Indexing phone reviews with embeddings and vector database

This Job reads phone review text files from a folder, splits the content into smaller chunks for better analysis, generates vector embeddings using Azure OpenAI, and stores them in a Pinecone vector database to enable semantic search.

Before you begin

Before running this Job, ensure you have:

An active Azure OpenAI account with access to the text-embedding-3-small model.
Your Azure OpenAI API key and endpoint configured.
A Pinecone account with an index created for storing embeddings.
Your Pinecone API key and host endpoint configured.
Downloaded the archive file tembeddingai-tpineconeclient_phone-review-files.zip and extracted the LG.txt and Iphones.txt files.
Created the directory <folder_path>/phone-reviews/ with the phone review text files.

Linking the components

Procedure

Drag and drop the following components from the Palette: tFileList, tFileInputRaw, tJavaFlex, tEmbeddingAI, tMap, tPineconeClient, and three tLogRow components.
Connect tFileList to tFileInputRaw using a Trigger > Iterate connection.
Connect tFileInputRaw to tJavaFlex using a Row > Main connection.
Connect tJavaFlex to the first tLogRow using a Row > Main connection.
Connect the tLogRow to tEmbeddingAI using a Row > Main connection.
Connect tEmbeddingAI to the second tLogRow using a Row > FLOW connection.
Connect tLogRow to tMap using a Row > Main connection.
Connect tMap to tPineconeClient using a Row > Main connection.
Connect tPineconeClient to the last tLogRow using a Row > FLOW connection.

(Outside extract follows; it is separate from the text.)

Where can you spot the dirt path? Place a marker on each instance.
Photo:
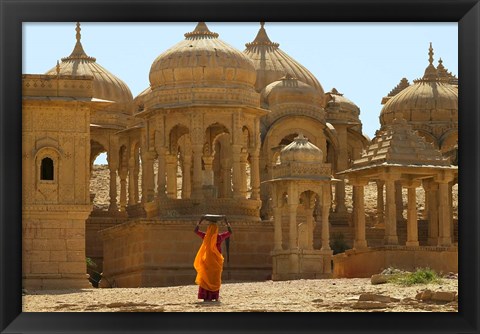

Configuring the components

About this task

This Job processes phone review text files from a folder, splits the content into smaller chunks for better analysis and more precise semantic search, generates embeddings for each chunk, and stores them with metadata in Pinecone.

Procedure

Double-click the tFileList component to open its Component view.
In the Basic settings tab, configure the following parameters:
- In the Directory field, enter or select: "<folder_path>/phone-reviews/"
- In the Files field, add a line and enter: "*.txt" to list all text files in the directory (LG.txt and Iphones.txt).
Click OK to close the component view.
Double-click the tFileInputRaw component to open its Component view.
In the Basic settings tab, configure the following parameters:
- In the Filename field, enter: ((String)globalMap.get("tFileList_1_CURRENT_FILEPATH")) to read each phone review file from the list.
Click Edit schema and verify the schema has the following column:
- chunk (String)
Click OK to close the schema editor and OK to close the component view.
Double-click the tJavaFlex component to open its Component view.

In the Basic settings tab, configure the following:

Click Sync columns to retrieve the column schema from the previous component.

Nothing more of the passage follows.